In one aspect, the present disclosure provides for a method of mapping effects of gene variants, comprising, or alternatively consisting essentially of, or yet further consisting of introducing at least 1, 2, 3, 4 or more single-order or combinatorial perturbations to a plurality of cells in a population of cells, wherein each cell in the plurality of the cells receives at least 1 perturbation; measuring comprising, or alternatively consisting essentially of, or yet further consisting of: detecting genomic, genetic, proteomic, epigenetic and/or phenotypic differences in single cells compared to one or more cells that did not receive any perturbation, and detecting the perturbation(s) in single cells; and determining measured differences relevant to the perturbations by applying a machine learning model accounting for co-variates to the measured differences, whereby effects of individual variants/combination of variants are determined.

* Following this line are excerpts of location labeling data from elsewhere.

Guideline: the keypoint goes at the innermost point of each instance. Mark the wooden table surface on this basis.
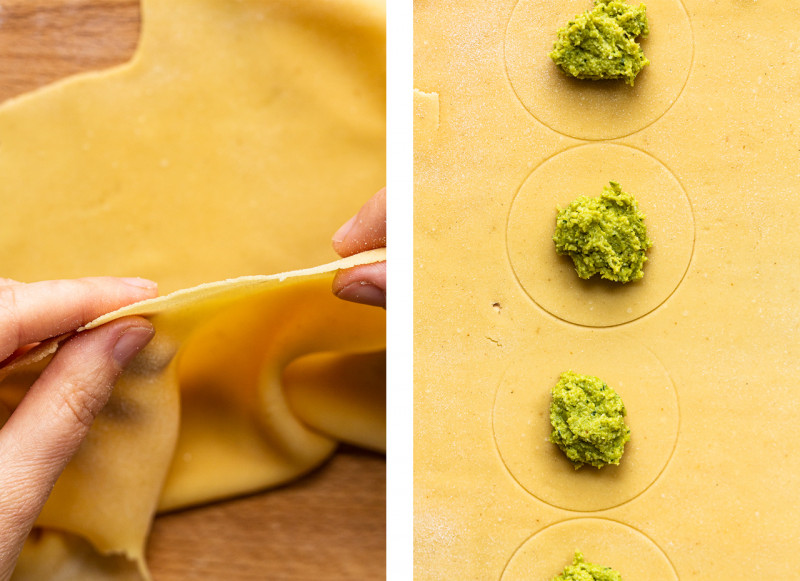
(327, 526)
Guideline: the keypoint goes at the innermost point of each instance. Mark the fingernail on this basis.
(130, 343)
(364, 293)
(140, 283)
(342, 232)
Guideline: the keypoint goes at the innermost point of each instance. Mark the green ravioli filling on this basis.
(588, 419)
(604, 235)
(580, 570)
(601, 43)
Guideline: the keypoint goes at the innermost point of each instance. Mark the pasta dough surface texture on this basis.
(240, 136)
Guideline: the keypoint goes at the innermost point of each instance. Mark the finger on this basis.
(364, 284)
(52, 420)
(40, 310)
(364, 231)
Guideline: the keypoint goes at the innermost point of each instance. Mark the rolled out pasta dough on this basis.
(235, 142)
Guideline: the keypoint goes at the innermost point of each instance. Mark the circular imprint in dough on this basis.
(588, 109)
(602, 541)
(550, 279)
(521, 420)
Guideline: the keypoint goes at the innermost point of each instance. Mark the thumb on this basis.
(52, 420)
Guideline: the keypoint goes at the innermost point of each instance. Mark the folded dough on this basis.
(240, 136)
(202, 414)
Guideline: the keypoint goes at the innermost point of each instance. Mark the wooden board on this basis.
(331, 524)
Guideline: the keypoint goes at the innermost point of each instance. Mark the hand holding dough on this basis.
(52, 420)
(365, 231)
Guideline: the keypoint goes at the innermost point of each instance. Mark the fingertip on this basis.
(364, 293)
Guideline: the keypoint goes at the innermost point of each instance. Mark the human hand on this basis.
(47, 428)
(364, 231)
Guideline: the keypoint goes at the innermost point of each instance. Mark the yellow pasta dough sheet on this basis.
(703, 350)
(235, 142)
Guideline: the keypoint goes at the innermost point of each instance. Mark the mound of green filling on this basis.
(580, 570)
(604, 235)
(601, 43)
(588, 420)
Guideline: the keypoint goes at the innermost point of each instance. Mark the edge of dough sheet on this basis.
(247, 284)
(377, 10)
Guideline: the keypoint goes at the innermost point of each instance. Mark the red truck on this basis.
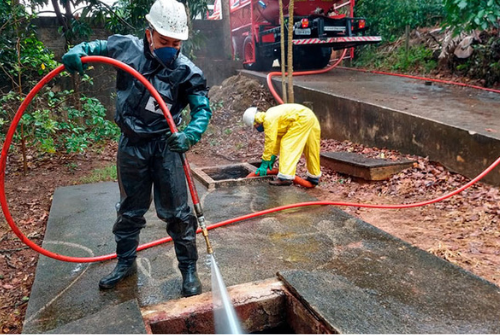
(318, 28)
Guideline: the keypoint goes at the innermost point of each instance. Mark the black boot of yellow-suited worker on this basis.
(122, 270)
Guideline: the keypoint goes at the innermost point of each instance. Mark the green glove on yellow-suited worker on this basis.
(290, 130)
(148, 154)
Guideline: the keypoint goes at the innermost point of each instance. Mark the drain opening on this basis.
(230, 172)
(264, 307)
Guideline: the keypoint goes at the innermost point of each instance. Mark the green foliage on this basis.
(472, 14)
(54, 125)
(484, 64)
(418, 59)
(105, 174)
(390, 18)
(23, 57)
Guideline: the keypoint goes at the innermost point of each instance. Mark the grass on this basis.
(105, 174)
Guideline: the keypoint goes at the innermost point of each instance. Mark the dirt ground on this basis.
(463, 229)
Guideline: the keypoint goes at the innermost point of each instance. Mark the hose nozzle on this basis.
(203, 226)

In some embodiments, the measuring in single cells comprises, or alternatively consists essentially of, or yet further consists of single cell sequencing. In some embodiments, single cell sequencing comprises, or alternatively consists essentially of, or yet further consists of using cell barcodes, whereby the cell-of-origin of each RNA is recorded. In some embodiments, single cell sequencing comprises, or alternatively consists essentially of, or yet further consists of unique molecular identifiers (UMI), whereby the capture rate of the measured signals, such as transcript copy number or probe binding events, in a single cell is determined. In some embodiments, the machine learning model of the disclosure comprises, or alternatively consists essentially of, or yet further consists of accounting for the capture rate of measured signals, whether the perturbation actually affected the cell (phenotypic impact), the presence of subpopulations of either different cells or cell states, and/or analysis of matched cells without any perturbation.
In some embodiments, single-order or combinatorial perturbations comprise 1, 2, 3, 4, 5, 6, 7, 8, 9, 10, 11, 12, 13, 14, 15, 16, 17, 18, 19, 20, 21, 22, 23, 24, 25, 26, 27, 28, 29, 30, 31, 32, 33, 34, 35, 36, 37, 38, 39, 40, 41, 42, 43, 44, 45, 46, 47, 48, 49, 50, 51, 52, 53, 54, 55, 56, 57, 58, 59, 60, 61, 62, 63, 64, 65, 66, 67, 68, 69, 70, 71, 72, 73, 74, 75, 76, 77, 78, 79, 80, 81, 82, 83, 84, 85, 86, 87, 88, 89, 90, 91, 92, 93, 94, 95, 96, 97, 98, 99 or 100 perturbations. The perturbation(s) may target genes in a pathway or intracellular network.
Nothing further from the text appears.